In the main event, Kelvin captures the title from Roque. True to form, Roque takes a brutal beating early, but this time, instead of raging back in the championship rounds like their first fight, Roque suddenly gives way to Kelvin’s wild but powerful attacks late in the fourth. Like water breaking through a dam, Kelvin surges when he senses Roque folding mentally and delivers a vicious series of elbows from the top guard. Roque gets badly cut, and the referee rescues him from a deepening pool of his own blood. The quick brutality with which Kelvin finished the fight is the most impressive thing about his performance. He’s raw and wild with dubious submission skills, but his killer instincts are sharp, and with his physical attributes, it’s enough to beat a lot of fighters. After the event, Kelvin poses with a long line of fans who seem thrilled at the opportunity to get close to the new champion. Unaccustomed to all the attention, Kelvin intermittently breaks out into giddy smiles, and the fierce new cage fighting champion is as thrilled and transparent as a little boy.
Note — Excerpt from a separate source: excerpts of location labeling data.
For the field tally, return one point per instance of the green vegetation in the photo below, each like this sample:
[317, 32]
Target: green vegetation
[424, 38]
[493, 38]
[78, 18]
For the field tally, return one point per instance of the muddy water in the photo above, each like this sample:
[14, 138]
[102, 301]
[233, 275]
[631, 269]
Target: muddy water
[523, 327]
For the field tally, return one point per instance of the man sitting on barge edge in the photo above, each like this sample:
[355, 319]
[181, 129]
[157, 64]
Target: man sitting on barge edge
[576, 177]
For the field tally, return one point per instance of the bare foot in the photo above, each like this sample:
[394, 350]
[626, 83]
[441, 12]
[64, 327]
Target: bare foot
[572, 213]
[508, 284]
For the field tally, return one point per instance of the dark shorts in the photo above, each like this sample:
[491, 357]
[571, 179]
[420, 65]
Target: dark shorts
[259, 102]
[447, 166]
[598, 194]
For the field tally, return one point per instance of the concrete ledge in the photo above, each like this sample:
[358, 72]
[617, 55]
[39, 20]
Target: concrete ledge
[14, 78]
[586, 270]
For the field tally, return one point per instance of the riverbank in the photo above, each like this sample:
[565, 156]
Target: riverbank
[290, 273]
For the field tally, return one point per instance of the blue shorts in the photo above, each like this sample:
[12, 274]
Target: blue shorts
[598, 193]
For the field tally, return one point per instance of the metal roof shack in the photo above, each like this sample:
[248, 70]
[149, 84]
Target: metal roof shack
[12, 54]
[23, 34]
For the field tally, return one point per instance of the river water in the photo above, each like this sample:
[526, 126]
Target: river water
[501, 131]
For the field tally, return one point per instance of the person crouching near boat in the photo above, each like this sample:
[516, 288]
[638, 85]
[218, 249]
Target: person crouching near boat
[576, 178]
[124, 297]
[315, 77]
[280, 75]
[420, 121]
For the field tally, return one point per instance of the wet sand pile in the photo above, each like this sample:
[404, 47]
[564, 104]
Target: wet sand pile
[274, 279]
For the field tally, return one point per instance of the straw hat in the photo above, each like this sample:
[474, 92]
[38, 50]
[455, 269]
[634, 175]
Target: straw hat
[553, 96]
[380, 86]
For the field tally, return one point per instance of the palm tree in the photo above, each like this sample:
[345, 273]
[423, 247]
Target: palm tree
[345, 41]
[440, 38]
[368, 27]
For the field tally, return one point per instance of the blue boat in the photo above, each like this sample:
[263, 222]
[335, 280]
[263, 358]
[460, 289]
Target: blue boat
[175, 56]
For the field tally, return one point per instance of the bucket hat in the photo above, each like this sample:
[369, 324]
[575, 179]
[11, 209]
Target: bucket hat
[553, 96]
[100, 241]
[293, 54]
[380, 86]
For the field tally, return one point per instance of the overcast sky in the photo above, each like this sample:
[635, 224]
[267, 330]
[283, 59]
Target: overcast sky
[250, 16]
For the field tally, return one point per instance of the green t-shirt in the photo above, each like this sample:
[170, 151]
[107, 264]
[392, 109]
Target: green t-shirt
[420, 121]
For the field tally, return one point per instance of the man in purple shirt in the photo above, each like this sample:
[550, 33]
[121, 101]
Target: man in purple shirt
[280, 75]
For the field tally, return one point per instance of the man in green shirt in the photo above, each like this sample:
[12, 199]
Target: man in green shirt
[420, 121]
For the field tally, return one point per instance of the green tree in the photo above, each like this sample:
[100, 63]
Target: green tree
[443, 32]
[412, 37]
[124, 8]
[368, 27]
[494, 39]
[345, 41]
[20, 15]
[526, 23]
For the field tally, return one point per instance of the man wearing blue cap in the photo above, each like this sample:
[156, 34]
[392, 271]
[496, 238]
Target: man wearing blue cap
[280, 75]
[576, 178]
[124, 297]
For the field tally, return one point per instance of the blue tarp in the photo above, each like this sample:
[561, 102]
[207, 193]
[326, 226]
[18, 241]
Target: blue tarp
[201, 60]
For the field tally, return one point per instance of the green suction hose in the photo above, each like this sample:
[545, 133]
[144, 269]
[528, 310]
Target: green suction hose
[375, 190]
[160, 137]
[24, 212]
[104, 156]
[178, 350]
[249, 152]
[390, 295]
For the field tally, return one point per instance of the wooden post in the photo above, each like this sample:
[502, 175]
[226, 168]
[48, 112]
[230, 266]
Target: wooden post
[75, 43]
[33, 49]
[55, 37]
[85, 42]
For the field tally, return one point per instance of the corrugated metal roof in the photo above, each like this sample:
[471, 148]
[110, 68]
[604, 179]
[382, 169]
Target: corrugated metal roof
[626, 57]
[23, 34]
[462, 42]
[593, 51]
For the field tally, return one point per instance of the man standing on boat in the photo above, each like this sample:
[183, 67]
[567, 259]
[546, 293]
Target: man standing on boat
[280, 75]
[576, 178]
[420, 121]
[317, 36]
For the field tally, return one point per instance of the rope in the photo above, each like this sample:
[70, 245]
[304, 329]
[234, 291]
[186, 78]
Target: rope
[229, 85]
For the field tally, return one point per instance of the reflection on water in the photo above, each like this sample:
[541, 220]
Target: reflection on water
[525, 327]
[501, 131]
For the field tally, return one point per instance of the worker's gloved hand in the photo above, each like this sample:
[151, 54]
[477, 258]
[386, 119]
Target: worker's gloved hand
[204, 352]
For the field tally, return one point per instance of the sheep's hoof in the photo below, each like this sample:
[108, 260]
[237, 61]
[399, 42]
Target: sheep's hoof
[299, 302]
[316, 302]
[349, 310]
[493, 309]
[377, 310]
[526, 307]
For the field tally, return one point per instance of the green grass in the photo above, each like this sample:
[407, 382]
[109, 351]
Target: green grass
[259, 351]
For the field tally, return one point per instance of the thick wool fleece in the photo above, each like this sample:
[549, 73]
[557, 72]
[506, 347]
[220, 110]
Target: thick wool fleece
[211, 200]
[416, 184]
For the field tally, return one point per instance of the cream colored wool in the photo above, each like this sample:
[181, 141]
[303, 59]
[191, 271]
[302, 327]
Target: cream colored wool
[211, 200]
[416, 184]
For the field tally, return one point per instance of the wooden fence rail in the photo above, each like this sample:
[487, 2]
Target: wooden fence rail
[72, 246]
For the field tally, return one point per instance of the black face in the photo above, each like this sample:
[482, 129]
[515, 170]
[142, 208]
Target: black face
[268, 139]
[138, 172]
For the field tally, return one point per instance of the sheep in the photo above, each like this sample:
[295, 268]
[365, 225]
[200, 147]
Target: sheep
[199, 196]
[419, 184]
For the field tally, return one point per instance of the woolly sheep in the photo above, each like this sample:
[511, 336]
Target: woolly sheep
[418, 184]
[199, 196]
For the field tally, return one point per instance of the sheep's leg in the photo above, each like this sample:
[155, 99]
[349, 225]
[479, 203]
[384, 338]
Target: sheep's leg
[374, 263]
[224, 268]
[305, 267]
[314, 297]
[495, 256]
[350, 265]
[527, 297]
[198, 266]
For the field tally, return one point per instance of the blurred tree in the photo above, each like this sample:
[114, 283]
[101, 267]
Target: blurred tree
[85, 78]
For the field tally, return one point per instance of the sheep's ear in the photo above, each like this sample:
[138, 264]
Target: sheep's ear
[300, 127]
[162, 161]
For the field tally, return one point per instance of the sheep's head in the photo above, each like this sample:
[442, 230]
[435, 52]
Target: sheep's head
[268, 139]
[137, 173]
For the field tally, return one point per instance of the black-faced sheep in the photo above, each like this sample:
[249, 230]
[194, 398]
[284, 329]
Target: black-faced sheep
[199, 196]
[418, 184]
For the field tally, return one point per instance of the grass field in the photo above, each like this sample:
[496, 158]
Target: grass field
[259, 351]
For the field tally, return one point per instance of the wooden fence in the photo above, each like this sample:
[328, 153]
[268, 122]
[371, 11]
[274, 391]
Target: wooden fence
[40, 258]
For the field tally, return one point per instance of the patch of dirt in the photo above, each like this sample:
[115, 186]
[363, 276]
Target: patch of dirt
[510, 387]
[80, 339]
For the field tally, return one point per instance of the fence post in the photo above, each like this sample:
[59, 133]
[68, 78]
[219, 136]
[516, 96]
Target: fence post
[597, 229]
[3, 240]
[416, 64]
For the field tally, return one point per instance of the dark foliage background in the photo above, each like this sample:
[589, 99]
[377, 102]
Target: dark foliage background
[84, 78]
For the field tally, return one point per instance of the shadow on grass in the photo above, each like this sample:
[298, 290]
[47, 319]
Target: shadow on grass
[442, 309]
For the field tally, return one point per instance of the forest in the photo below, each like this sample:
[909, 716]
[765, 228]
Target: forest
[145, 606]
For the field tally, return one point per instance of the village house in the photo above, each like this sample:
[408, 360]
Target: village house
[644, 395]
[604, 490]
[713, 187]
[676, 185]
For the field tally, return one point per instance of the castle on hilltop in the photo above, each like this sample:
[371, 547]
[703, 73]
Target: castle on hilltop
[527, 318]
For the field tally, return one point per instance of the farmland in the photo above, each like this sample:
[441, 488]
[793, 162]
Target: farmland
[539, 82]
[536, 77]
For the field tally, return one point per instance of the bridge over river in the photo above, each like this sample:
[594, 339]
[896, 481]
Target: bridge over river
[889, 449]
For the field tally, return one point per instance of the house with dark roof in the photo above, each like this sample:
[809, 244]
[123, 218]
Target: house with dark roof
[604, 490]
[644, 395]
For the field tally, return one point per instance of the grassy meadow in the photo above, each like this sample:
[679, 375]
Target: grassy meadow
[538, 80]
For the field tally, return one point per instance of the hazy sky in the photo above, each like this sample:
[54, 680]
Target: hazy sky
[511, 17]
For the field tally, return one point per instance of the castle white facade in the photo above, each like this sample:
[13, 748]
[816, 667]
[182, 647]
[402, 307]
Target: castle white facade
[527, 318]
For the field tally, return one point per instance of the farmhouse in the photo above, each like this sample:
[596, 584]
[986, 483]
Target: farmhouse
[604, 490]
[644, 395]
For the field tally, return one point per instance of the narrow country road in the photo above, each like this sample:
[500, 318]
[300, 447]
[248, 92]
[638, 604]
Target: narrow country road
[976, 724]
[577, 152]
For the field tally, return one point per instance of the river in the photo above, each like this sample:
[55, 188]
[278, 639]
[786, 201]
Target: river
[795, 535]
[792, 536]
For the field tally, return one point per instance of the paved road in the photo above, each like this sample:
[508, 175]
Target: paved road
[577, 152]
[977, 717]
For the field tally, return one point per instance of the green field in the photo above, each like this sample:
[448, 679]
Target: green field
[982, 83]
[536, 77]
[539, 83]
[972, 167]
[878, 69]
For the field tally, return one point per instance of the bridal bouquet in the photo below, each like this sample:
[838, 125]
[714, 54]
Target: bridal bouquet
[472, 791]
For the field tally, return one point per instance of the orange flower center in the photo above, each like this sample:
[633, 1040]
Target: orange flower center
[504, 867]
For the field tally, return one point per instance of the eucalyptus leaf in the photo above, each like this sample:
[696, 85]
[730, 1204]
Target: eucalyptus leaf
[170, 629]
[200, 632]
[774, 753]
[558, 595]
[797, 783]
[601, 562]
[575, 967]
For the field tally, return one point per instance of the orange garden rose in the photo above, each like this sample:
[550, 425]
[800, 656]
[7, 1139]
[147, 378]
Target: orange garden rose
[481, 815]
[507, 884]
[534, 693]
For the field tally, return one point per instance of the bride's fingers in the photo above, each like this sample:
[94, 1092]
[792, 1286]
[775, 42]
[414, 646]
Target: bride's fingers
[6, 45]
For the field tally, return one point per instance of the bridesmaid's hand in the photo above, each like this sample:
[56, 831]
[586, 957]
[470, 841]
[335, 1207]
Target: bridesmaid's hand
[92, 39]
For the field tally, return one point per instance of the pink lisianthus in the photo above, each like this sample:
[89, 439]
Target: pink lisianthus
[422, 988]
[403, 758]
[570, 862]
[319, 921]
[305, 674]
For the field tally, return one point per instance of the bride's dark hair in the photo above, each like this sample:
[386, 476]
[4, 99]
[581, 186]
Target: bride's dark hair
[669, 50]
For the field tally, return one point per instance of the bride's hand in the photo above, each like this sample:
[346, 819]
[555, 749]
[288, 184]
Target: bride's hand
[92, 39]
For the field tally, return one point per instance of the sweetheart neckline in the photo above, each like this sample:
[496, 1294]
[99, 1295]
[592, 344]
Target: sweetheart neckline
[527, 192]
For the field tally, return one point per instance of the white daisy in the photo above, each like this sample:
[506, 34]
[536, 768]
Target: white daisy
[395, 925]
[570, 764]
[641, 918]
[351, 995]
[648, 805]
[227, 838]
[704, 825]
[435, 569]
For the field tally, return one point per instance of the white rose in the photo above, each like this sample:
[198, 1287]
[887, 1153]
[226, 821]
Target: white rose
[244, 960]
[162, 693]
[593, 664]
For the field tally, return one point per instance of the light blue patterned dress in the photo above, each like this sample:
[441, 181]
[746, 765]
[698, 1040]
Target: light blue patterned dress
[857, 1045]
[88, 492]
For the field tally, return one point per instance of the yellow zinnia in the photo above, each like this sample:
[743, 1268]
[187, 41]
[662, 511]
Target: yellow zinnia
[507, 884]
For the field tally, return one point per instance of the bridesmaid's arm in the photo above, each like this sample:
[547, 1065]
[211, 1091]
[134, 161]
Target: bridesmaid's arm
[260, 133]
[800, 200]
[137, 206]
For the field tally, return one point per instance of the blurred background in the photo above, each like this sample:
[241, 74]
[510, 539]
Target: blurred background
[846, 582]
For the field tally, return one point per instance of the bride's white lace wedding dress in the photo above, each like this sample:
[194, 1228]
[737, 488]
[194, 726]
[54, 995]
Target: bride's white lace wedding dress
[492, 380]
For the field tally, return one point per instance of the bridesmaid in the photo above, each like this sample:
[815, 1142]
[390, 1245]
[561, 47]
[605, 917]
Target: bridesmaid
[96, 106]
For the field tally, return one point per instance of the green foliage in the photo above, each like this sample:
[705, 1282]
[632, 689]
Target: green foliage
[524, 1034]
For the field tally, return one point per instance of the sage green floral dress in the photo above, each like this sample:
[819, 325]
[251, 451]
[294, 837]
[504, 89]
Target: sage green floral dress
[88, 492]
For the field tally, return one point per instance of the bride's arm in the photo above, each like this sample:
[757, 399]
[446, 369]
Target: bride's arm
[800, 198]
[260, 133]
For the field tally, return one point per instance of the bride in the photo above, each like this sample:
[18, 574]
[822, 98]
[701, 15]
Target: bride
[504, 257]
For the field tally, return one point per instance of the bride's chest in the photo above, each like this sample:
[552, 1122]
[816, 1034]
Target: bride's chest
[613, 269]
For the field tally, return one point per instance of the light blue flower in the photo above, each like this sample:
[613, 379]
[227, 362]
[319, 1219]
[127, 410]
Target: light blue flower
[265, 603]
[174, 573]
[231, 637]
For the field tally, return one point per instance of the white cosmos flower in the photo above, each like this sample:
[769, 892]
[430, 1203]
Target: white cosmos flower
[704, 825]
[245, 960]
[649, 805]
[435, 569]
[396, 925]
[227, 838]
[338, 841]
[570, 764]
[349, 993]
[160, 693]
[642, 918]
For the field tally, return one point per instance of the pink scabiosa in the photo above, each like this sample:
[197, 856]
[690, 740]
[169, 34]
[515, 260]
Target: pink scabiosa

The night is a success. The fighters from Guam have dominated and the TV 5 ratings are well above what anyone expected. PXC now has a long-term contract with the network to produce 16 events over the next four years. Breaking into the Philippines was another cagey business move by the Calvo clan. Judging by the crowd’s reaction, there’s a real appetite for MMA in this part of the world. In the United States, it seems like nothing can slow the inexorable advance of the UFC, but in the Philippines at least, the scrappy PXC has beaten the behemoth to the punch.